Primer concierto del integral beethoveniano que Zimmermann ofrecerá en el Liceo de Cámara. Si hace años, al filo del cambio de siglo, lo hizo con Christian Zacharias, ahora lo afronta con el más joven Martin Helmchen (1982). El orden cambia también, y lo que entonces fue concierto final (las tres últimas sonatas del gran sordo) han sido esta vez la apertura, decisión que puede sorprender (no es lo más habitual comenzar un integral por las obras postreras). Comenté para SCHERZO no hace mucho tiempo el disco que Helmchen grabó para Alpha con las Diabelli, que, aunque no deslumbraban, si se antojaban cuidadosamente trabajadas y elaboradas, con un resultado notable en cuanto a sonido y coherencia de expresión. Me temo, por desgracia, que tales parámetros distaron de estar presentes aquí. Helmchen ofreció un sonido duro, áspero, un tanto espeso, particularmente a partir del mezzoforte. El registro por debajo de dicha intensidad pareció estrecho y se mostró con parquedad. Si en el disco el empleo del pedal de resonancia pareció mesurado, aquí resultó bastante generoso. Y la mezcla de tempo con tendencia a la rapidez, pedal generoso y sonido duro suele dar como resultado, entre otras cosas, poca claridad de discurso, algo que, en efecto, ocurrió.

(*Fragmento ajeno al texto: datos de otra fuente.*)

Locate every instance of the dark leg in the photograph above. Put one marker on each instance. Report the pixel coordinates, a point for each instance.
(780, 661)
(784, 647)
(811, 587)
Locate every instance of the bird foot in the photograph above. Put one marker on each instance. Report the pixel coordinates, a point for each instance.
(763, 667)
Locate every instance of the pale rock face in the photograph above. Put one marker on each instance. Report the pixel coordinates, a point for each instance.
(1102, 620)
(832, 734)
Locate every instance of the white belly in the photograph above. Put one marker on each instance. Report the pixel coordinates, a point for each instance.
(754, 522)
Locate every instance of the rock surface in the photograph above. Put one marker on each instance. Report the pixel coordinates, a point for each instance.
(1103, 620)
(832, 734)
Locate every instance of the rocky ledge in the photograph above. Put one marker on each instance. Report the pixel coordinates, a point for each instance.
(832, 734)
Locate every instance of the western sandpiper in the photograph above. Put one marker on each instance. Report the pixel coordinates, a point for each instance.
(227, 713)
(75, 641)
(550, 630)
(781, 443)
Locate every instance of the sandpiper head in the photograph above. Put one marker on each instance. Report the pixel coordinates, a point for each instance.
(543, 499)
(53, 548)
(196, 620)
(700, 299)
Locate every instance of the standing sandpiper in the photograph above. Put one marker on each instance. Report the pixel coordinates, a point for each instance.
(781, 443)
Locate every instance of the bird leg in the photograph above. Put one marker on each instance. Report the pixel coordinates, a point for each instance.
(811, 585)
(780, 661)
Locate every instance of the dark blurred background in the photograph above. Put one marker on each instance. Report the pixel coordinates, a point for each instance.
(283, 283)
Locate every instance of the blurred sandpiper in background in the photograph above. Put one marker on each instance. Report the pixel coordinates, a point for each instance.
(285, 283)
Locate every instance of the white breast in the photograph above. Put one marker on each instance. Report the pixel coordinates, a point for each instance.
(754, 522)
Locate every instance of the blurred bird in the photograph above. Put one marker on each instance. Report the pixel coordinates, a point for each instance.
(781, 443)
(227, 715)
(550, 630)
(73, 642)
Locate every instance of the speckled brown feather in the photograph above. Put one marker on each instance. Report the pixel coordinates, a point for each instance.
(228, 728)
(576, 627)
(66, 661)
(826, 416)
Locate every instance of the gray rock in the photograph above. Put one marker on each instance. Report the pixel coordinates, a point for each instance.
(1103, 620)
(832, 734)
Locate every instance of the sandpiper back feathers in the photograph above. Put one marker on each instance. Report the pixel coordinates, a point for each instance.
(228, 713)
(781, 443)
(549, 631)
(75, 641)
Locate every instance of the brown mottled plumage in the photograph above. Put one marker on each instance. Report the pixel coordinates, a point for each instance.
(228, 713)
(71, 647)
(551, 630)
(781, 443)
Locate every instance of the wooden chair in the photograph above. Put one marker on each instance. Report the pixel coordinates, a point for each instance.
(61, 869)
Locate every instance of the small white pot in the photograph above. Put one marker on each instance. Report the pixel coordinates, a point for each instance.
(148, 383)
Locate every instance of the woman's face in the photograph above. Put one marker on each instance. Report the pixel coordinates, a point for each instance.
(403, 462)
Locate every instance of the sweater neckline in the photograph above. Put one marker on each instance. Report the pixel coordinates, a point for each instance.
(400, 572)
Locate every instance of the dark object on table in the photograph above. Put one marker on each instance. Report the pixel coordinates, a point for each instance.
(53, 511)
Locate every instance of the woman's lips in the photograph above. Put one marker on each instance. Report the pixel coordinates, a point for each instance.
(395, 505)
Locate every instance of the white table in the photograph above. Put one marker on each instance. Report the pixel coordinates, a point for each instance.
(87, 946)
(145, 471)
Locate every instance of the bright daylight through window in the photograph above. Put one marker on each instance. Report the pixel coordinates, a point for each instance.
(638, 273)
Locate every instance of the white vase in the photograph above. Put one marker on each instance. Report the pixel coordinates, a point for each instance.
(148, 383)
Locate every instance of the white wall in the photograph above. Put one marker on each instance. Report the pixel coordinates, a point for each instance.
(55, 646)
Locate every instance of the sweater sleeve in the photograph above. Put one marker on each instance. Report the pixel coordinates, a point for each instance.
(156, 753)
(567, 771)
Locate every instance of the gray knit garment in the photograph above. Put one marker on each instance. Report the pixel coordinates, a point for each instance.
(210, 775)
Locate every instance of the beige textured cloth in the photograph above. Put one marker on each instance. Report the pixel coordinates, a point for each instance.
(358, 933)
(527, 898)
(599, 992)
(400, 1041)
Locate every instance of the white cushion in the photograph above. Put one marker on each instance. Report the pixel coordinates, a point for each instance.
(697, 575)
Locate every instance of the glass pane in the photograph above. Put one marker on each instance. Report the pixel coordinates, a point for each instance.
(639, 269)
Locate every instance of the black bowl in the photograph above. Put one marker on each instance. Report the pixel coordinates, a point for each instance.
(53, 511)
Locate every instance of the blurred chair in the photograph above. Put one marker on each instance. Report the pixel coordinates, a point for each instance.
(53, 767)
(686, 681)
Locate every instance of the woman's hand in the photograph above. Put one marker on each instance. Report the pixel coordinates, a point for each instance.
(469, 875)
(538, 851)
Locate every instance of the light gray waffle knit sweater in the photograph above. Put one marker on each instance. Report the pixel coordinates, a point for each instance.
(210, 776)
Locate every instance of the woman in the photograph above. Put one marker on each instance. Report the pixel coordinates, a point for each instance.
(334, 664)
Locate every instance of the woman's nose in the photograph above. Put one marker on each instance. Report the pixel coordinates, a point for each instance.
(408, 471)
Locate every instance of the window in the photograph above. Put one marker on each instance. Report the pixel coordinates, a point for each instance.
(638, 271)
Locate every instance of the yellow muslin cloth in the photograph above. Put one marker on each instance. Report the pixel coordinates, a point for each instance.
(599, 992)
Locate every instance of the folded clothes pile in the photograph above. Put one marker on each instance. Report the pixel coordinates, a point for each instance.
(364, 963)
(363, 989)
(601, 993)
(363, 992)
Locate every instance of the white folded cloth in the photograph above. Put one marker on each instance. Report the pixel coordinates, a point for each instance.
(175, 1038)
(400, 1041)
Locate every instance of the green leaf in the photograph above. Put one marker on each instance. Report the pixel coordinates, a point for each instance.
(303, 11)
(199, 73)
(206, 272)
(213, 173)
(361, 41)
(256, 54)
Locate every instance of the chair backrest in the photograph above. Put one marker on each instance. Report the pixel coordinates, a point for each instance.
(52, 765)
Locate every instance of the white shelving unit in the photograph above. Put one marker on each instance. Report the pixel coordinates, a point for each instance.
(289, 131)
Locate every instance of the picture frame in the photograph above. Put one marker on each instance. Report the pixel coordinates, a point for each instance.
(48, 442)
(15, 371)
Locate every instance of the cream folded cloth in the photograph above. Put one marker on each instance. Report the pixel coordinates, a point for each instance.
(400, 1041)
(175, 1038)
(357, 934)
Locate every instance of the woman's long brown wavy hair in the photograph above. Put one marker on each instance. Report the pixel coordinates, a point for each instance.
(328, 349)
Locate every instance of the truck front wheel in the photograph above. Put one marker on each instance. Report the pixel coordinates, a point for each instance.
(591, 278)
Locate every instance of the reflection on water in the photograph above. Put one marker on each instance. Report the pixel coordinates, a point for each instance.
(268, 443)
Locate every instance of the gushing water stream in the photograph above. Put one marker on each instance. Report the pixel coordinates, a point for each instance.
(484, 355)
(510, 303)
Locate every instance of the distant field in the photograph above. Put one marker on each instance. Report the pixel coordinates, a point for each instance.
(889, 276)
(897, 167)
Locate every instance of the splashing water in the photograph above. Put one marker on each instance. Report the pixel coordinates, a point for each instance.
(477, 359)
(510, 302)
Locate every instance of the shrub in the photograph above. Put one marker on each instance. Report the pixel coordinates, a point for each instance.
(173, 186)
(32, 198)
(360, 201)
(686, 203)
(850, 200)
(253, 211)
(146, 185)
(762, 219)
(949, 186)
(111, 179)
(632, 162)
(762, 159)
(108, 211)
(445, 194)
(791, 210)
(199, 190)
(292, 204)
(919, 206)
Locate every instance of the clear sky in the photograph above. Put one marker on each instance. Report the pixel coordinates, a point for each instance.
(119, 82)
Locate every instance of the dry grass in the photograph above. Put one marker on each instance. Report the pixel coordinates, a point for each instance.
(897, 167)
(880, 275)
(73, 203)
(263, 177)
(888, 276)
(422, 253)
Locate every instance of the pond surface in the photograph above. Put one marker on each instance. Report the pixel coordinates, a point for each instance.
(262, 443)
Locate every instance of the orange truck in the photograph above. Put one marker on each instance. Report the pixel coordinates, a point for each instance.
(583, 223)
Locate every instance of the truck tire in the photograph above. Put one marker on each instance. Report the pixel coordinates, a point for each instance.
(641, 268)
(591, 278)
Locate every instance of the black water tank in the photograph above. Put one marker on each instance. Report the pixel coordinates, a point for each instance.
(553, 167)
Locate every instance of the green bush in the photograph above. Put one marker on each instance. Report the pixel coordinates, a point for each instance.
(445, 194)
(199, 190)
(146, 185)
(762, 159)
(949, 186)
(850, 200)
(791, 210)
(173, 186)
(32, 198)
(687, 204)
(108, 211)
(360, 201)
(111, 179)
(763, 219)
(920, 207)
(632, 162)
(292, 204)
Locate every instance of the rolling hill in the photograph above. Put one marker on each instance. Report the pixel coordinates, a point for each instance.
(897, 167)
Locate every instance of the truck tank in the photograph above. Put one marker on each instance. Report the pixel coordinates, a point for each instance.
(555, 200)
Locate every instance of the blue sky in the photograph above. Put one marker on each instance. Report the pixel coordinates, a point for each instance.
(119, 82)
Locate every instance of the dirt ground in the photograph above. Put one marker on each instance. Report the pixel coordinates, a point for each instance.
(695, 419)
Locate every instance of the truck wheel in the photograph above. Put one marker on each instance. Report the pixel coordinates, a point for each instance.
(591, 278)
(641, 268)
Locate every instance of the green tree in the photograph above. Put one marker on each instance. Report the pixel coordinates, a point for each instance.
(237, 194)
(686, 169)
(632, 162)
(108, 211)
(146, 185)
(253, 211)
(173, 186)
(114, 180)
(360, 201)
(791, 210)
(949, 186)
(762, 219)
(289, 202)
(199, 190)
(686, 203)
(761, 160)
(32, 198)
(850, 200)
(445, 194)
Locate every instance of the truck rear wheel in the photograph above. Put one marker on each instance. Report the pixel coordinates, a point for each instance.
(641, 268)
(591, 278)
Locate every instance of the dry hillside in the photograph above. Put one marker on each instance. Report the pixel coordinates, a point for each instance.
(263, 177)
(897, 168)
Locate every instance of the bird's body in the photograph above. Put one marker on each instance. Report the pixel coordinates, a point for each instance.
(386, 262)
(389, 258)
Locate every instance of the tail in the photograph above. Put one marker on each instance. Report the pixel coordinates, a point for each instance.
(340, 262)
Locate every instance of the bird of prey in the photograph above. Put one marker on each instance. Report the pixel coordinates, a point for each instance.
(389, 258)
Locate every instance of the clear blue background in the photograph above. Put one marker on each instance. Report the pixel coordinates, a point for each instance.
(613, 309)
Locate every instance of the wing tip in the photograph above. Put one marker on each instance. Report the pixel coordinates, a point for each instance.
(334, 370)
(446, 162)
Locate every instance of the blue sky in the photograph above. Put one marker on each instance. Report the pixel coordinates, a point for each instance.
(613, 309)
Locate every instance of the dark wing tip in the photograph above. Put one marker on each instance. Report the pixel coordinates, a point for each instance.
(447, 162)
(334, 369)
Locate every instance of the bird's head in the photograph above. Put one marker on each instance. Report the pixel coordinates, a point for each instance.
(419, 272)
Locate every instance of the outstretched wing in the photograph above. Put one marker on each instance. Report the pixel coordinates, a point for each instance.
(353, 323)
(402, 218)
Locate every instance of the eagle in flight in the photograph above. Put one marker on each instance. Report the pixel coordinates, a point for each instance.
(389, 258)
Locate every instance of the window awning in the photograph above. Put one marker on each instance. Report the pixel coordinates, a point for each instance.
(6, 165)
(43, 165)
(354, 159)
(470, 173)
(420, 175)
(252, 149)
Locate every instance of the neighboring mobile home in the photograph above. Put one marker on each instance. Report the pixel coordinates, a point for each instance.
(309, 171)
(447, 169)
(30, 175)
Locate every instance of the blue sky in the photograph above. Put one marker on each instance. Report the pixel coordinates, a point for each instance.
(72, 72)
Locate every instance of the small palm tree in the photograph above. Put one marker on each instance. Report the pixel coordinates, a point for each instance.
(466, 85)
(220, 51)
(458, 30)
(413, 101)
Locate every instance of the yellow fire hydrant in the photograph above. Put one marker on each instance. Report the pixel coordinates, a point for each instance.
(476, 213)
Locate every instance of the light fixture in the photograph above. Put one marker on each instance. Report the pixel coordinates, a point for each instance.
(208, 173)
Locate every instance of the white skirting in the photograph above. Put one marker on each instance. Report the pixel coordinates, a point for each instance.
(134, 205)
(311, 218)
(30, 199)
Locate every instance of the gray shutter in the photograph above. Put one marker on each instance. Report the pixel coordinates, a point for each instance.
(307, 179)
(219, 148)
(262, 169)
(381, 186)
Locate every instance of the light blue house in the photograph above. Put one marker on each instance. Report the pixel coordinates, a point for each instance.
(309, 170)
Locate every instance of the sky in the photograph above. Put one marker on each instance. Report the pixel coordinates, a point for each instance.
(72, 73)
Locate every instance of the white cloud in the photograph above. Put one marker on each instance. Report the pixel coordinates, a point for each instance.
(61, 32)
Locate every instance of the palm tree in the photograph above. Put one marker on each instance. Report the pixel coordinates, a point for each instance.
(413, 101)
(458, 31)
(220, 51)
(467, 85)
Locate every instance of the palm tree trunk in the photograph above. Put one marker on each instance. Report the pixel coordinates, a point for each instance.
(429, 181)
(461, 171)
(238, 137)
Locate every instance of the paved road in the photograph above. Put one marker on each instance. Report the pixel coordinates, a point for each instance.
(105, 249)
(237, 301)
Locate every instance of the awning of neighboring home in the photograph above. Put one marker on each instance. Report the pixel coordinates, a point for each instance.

Zimmermann combinó divinamente con Zacharias en su momento (y este, desengañémonos, está en otro nivel como pianista respecto a su colega de ahora, o quizá debería decir que lo estaba en su momento, cuando ofreció el ciclo precitado). No me dio la impresión de que las cosas fluyeran de la misma forma esta vez, especialmente en la última sonata, un tanto desangelada. Faltó cantable en el Tempo di minuetto de la Op. 30 nº 3, y como consecuencia, se echó en falta la indicación ‘grazioso’ que Beethoven también prescribe. Algo parecido ocurrió en la tercera variación del Andante de la Kreutzer. No cabe duda que hubo en las versiones ímpetu y nervio, y entre eso y la vibración propia de esa música superlativa que es la de la mencionada sonata, el resultado global puede ser, cómo no, disfrutable. De hecho puede decirse que esa trepidación de la Kreutzer marcó el punto más alto de la velada. Pero en demasiadas ocasiones los excesos desde el teclado lesionaron seriamente el balance y, con él, mermaron la excelencia del resultado global.

Zimmermann lució, aunque no siempre con la continuidad deseable, su hermoso sonido, con esa facilidad casi insultante con la que maneja el arco y extrae un sinfín de colores de su magnífico Stradivarius. Pero en algunos momentos el vibrato se antojó de amplitud excesiva para este repertorio, y, cosa inhabitual en él, hubo también ocasiones aisladas de entonación no perfecta. Velada pues, en la que por encima de todo triunfó la soberbia música de Beethoven, especialmente la de la bellísima Kreutzer, pero que, como interpretación, quedó por debajo de la expectativa que cabía esperar teniendo en cuenta el nivel de sus protagonistas, muy especialmente de ese gran violinista que es Frank Peter Zimmermann. Lo cierto es que Beethoven… nunca defrauda.